There is an article I am thinking of, however, now realizing my text file with links is severely deficient in an ability to quickly find a link and will take hours and hours to find it again. No time now, got to fix lunch. Wouldn't it be nice if we didn't have to eat? We could save so much time. A compromise be a spouse. 😛 (Being silly.)
In an AC power supply there is no need for capacitors but a rectifier of some sort is still required for efficiency as most amps need a positive and/or negative voltage to work properly. Now a tube doesn’t care if the positive voltage is ac as long as the pulses are positive it will conduct the moment the voltage is high. If this is often enough a “steady” current flow is obtained. The audio signal will be chopped naturally because the current only flows in case the voltages are high. But this is of no consequence if the frequency is in the radio frequency range.

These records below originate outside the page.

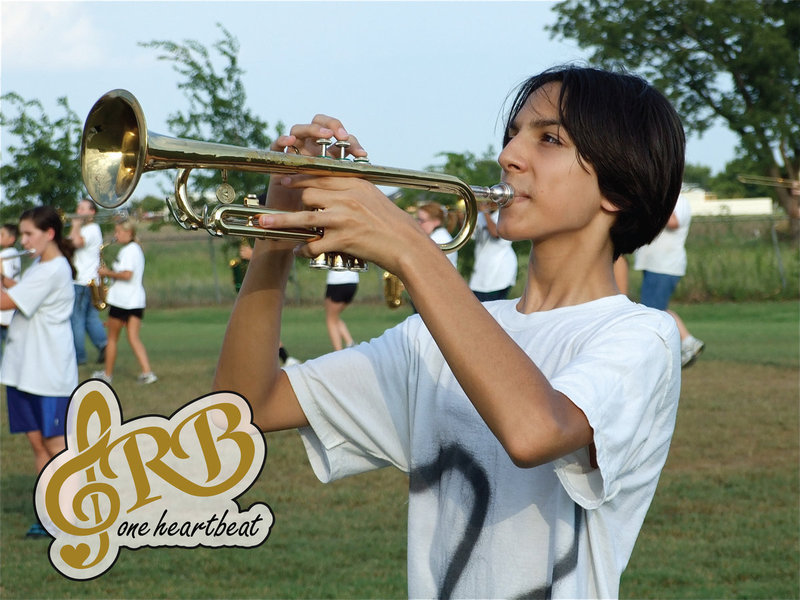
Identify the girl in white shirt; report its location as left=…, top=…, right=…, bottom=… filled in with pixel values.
left=93, top=221, right=158, bottom=383
left=0, top=206, right=78, bottom=537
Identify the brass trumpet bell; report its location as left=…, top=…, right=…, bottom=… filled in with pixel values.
left=81, top=90, right=514, bottom=260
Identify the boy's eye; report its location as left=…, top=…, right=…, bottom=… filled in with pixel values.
left=542, top=133, right=561, bottom=144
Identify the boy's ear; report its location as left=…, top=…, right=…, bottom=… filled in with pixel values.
left=600, top=196, right=619, bottom=213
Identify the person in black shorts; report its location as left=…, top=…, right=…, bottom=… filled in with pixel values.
left=325, top=271, right=358, bottom=350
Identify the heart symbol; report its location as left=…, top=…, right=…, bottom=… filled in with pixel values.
left=61, top=544, right=92, bottom=569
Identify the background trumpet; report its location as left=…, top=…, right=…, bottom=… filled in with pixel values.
left=80, top=90, right=514, bottom=270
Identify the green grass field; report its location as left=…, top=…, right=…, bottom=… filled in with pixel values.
left=0, top=302, right=800, bottom=599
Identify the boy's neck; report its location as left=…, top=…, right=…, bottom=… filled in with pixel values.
left=517, top=241, right=620, bottom=314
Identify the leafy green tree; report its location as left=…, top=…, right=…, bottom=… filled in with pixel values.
left=550, top=0, right=800, bottom=234
left=0, top=92, right=86, bottom=221
left=140, top=24, right=283, bottom=204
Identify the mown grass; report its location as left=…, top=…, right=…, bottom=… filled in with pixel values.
left=0, top=302, right=800, bottom=598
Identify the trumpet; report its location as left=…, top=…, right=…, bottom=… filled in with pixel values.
left=0, top=250, right=33, bottom=261
left=61, top=208, right=130, bottom=223
left=80, top=89, right=514, bottom=270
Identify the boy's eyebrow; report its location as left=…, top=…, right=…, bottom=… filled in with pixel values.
left=530, top=118, right=561, bottom=129
left=510, top=117, right=561, bottom=131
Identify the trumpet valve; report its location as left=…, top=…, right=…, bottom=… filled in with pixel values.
left=334, top=140, right=350, bottom=160
left=308, top=252, right=329, bottom=269
left=317, top=138, right=331, bottom=156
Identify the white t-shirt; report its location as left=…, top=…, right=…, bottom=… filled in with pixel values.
left=286, top=295, right=681, bottom=598
left=0, top=256, right=78, bottom=396
left=0, top=248, right=22, bottom=325
left=106, top=242, right=146, bottom=309
left=469, top=210, right=517, bottom=292
left=72, top=223, right=103, bottom=285
left=633, top=194, right=692, bottom=277
left=325, top=269, right=358, bottom=285
left=430, top=227, right=458, bottom=268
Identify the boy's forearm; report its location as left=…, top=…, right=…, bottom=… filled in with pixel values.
left=213, top=240, right=294, bottom=420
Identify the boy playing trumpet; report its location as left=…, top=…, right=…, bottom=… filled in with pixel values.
left=215, top=67, right=684, bottom=598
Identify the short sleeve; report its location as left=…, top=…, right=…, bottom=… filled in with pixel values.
left=551, top=313, right=680, bottom=509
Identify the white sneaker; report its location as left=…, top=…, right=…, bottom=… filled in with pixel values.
left=92, top=371, right=111, bottom=383
left=136, top=371, right=158, bottom=384
left=681, top=335, right=706, bottom=368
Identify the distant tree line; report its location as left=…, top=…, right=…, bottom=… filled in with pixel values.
left=0, top=8, right=800, bottom=237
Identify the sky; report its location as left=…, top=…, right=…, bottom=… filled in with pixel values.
left=0, top=0, right=736, bottom=201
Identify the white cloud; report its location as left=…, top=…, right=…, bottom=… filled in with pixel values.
left=0, top=0, right=105, bottom=71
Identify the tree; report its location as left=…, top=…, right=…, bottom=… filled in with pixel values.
left=140, top=24, right=283, bottom=302
left=0, top=92, right=86, bottom=222
left=549, top=0, right=800, bottom=235
left=140, top=24, right=283, bottom=206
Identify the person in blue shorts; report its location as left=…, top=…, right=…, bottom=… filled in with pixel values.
left=0, top=206, right=78, bottom=537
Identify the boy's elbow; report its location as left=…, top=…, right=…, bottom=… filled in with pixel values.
left=500, top=412, right=593, bottom=469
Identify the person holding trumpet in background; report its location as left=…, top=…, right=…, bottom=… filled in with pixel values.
left=0, top=206, right=78, bottom=537
left=214, top=66, right=685, bottom=598
left=469, top=202, right=517, bottom=302
left=92, top=221, right=158, bottom=384
left=69, top=198, right=108, bottom=365
left=0, top=223, right=22, bottom=362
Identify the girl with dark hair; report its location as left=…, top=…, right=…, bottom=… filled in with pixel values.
left=0, top=206, right=78, bottom=537
left=215, top=67, right=684, bottom=598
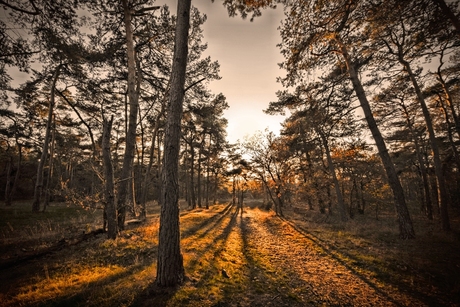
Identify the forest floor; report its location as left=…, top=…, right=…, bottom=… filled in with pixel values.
left=0, top=201, right=460, bottom=306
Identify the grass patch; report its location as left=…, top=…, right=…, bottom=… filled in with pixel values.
left=0, top=200, right=460, bottom=306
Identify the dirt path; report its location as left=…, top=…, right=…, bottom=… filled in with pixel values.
left=0, top=205, right=460, bottom=307
left=241, top=210, right=425, bottom=306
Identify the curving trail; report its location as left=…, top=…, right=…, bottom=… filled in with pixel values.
left=240, top=210, right=425, bottom=306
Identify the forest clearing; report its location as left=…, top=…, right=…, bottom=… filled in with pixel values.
left=0, top=200, right=460, bottom=306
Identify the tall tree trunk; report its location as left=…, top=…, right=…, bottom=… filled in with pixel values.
left=5, top=156, right=13, bottom=207
left=5, top=144, right=22, bottom=206
left=196, top=143, right=203, bottom=208
left=43, top=115, right=56, bottom=212
left=117, top=0, right=140, bottom=230
left=32, top=64, right=62, bottom=212
left=140, top=103, right=165, bottom=220
left=156, top=0, right=192, bottom=287
left=401, top=103, right=433, bottom=220
left=399, top=59, right=450, bottom=230
left=205, top=134, right=211, bottom=209
left=316, top=129, right=347, bottom=221
left=189, top=144, right=196, bottom=209
left=102, top=116, right=118, bottom=239
left=341, top=44, right=415, bottom=239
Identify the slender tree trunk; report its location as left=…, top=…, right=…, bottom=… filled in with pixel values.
left=436, top=66, right=460, bottom=138
left=43, top=115, right=56, bottom=212
left=140, top=103, right=165, bottom=220
left=189, top=144, right=196, bottom=209
left=5, top=156, right=13, bottom=207
left=341, top=45, right=415, bottom=239
left=399, top=60, right=450, bottom=230
left=438, top=95, right=460, bottom=170
left=401, top=103, right=433, bottom=220
left=5, top=144, right=22, bottom=206
left=102, top=116, right=118, bottom=239
left=156, top=0, right=191, bottom=287
left=32, top=64, right=62, bottom=212
left=205, top=134, right=211, bottom=209
left=117, top=0, right=140, bottom=230
left=317, top=129, right=347, bottom=221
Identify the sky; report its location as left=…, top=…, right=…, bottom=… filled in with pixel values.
left=156, top=0, right=284, bottom=143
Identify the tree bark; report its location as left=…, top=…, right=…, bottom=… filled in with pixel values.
left=117, top=0, right=140, bottom=230
left=401, top=103, right=433, bottom=220
left=399, top=56, right=450, bottom=230
left=32, top=64, right=62, bottom=212
left=341, top=44, right=415, bottom=239
left=43, top=115, right=56, bottom=212
left=156, top=0, right=192, bottom=287
left=433, top=0, right=460, bottom=36
left=102, top=116, right=118, bottom=239
left=316, top=129, right=347, bottom=221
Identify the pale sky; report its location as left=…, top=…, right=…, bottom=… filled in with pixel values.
left=156, top=0, right=284, bottom=143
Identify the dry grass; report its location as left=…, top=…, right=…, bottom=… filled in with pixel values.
left=0, top=200, right=460, bottom=306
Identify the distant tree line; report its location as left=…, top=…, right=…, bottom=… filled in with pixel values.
left=0, top=0, right=228, bottom=229
left=0, top=0, right=460, bottom=286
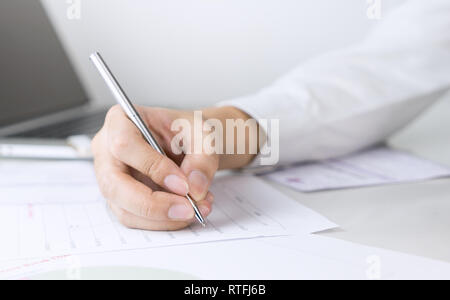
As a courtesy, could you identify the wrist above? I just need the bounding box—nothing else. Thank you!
[202,106,260,170]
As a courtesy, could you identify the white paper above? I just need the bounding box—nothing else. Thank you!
[0,162,336,259]
[0,235,450,280]
[264,148,450,192]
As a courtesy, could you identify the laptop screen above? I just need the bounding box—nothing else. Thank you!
[0,0,87,127]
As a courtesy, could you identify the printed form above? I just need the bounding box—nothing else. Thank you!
[264,147,450,192]
[0,161,336,260]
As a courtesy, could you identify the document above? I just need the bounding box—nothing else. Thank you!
[264,147,450,192]
[0,235,450,280]
[0,161,336,259]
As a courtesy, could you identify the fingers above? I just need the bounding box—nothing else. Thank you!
[95,143,212,223]
[105,107,189,197]
[181,154,219,201]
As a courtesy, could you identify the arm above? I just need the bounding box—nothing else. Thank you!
[221,0,450,164]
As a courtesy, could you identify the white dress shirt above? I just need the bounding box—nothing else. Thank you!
[219,0,450,164]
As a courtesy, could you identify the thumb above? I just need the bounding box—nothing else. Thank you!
[181,154,219,201]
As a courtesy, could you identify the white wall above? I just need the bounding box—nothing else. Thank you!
[43,0,402,108]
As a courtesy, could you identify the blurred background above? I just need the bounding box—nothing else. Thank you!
[43,0,404,108]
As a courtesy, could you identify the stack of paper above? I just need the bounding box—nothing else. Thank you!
[265,148,450,192]
[0,162,336,259]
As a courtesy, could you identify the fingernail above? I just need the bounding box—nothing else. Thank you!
[198,205,210,216]
[189,171,209,201]
[206,193,214,204]
[168,204,194,220]
[164,175,189,196]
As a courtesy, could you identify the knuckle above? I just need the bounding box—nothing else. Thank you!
[98,174,117,201]
[140,201,154,218]
[110,134,130,158]
[143,155,164,178]
[116,209,132,228]
[106,104,122,121]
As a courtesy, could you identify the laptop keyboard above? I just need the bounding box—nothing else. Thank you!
[14,111,106,139]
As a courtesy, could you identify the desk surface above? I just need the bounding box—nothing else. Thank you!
[264,99,450,262]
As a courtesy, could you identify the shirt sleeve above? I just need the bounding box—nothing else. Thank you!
[219,0,450,166]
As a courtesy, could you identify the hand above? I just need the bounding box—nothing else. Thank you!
[92,106,251,230]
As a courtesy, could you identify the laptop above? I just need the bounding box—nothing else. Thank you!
[0,0,106,140]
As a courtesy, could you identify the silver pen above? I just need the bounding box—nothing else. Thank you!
[89,52,206,226]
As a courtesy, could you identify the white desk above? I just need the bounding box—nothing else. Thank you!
[264,99,450,262]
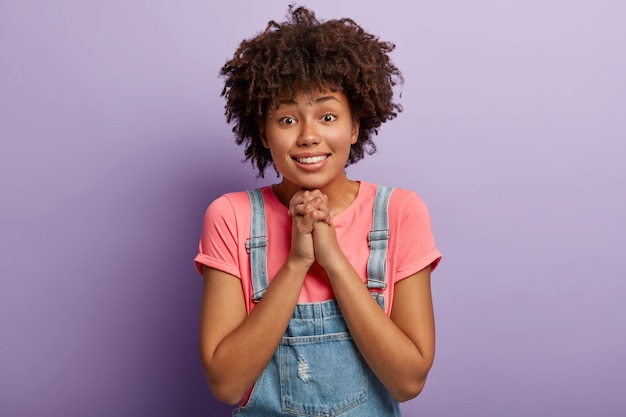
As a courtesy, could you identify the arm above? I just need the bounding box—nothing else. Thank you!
[200,188,328,404]
[200,262,308,404]
[313,223,435,401]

But all this is totally out if topic i guess.
More can found in this thread if you’re interested:
https://www.diyaudio.com/community/threads/zotl-and-ferrites.73135/
But all this is totally out if topic i guess.
More can found in this thread if you’re interested:
https://www.diyaudio.com/community/threads/zotl-and-ferrites.73135/
This does not make sense designers using a rectifier (bridge or tube) solely for voltage drop, be better to select a transformer with the desired B+ voltage.
I swear read that the input and output tubes' cathodes needed to be supplied with DC, not AC. Interesting they do not and does not affect the AC signal, would have thought the 50 or 60Hz of the mains would add into the signal. To take it further, then makes no sense why some amplifiers supply the filaments with DC, since the mains frequency isn't affecting the signal. Oh and EMF from the transformers then have no impact. I am clearly stunned by your statement.
Turns out the book has not arrived.
Not for voltage drop. Ac voltage without a rectifier will feed the amp also with negative voltages. This can get an issue in case the limit of the tube has reached ( max negative anode voltage rating).
Therefore providing only positive halves of the ac will be needed, hence the rectifier.
Therefore providing only positive halves of the ac will be needed, hence the rectifier.
So since ripple does not affect the signal, per your previous statement, then why are chokes and filters used?